Starting a company isn’t about being dealt one hand and grinding it out. It’s about knowing when to sit out, when to probe, when to size up, when to go all in.

Most founders either force a company by playing a hand too early or fold too late. They force the identity before finding the opportunity or fall in love with their hand instead of reading the table. The conviction that’s supposed to be their edge starts to obscure the situation.

Origin Stories

We love narratives like Zuck in his Harvard dorm room. The brilliant drop-out who saw a trillion-dollar future from a photo directory.

I doubt he frames it that way. He built something for college kids and it worked. He paid attention to what was engaging and kept feeding the signal. The photo directory became a social graph became an attention marketplace and is now becoming a much broader AI bet.

Each transition required listening. To users, to engagement patterns, to what the world itself was revealing. Gokul Rajaram, who worked with him at Facebook, called Zuckerberg “the greatest mind on building growth and engagement in consumer products.” That’s about perception, not stubbornness.

Plenty of brilliant people started social products in the early 2000s. The ones who didn’t build Meta weren’t dumb. They had different initial conditions, or read them wrong.

There are roughly 8 billion people on earth. Statistics guarantee a few will land extraordinary outcomes. We look backward and attribute those outcomes to visible traits: vision, grit, genius, while underweighting timing, market structure, and luck.

What You Can and Can’t Control

The Stoics drew a sharp boundary between what’s “up to us” and what isn’t.

For founders:

Up to you: Your judgment. Your ability to learn. Your integrity with customers. How you treat your team.

Not up to you: Whether the market exists at scale. Whether timing is right. Whether an external shock, regulation, platform shift, pandemic, kills your category.

The Stoic founder works relentlessly on what’s controllable and stays equanimous about what isn’t. Energy spent raging at reality is energy not spent understanding what you should be doing differently.

When a company fails, it’s not a moral judgment. The universe isn’t punishing you. You either misread the situation, or the situation shifted unpredictably. Both happen. Neither says anything about your worth.

When COVID hit, my first company Petal got caught in a trifecta. Customers became delinquent, prioritizing rent over our product. Spending froze as supply chains broke. ZIRP ended and our cost of capital spiked. Brutal. But that’s the situation shifting, completely out of our control. You adjust to reality or you don’t.

On Conviction

What conviction actually matters?

Not conviction you’ll succeed. The universe owes you nothing, and believing otherwise is delusional.

Instead, conviction a problem is worth solving, that you’re capable of learning what’s required, that you’ll stay in the game long enough to find out.

Stoic in spirit, believing in process over outcome.
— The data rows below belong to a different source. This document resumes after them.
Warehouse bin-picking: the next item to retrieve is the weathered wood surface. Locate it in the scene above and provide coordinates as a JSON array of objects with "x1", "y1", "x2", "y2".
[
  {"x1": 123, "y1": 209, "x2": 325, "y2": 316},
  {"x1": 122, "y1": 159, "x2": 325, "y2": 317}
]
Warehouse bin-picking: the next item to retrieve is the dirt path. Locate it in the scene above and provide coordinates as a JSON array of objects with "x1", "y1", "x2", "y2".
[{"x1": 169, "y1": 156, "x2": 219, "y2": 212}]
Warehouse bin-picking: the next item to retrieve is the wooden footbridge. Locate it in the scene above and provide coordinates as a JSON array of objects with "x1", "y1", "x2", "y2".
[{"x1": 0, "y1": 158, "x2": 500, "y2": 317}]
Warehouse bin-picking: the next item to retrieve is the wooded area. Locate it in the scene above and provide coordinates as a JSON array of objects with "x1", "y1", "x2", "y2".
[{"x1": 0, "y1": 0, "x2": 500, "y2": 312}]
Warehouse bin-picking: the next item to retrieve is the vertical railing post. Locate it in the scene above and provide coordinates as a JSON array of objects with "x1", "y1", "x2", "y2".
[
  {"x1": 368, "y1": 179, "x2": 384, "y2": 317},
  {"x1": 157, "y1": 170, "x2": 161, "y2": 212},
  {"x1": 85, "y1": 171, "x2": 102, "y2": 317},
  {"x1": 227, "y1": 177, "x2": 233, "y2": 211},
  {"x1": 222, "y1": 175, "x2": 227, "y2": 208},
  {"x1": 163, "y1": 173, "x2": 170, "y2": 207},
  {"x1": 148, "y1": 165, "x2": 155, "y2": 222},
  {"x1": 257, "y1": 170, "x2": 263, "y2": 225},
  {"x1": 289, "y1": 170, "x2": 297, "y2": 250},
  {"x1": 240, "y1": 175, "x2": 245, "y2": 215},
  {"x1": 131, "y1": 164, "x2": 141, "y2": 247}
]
Spinozan in practice, seeking to understand causation rather than attempting to overpower it.

Sub Specie Aeternitatis

Spinoza talks about seeing things sub specie aeternitatis, under the aspect of eternity.

The best founders operate this way. They zoom out to see what the world is ready to become, then zoom in to do the work that serves it.

Spinoza called this acquiescentia in se ipso: contentment with oneself. Not from getting what you want, but from acting in accordance with what you understand.

Do the work that’s up to you. Do your best to read the table clearly. Fold when your hand is weak. Go all in when you see something special.

Outcomes belong to the universe.

 

Albrecht Dürer, “Rhinoceros,” 1515. He never saw one but was remarkably close anyway.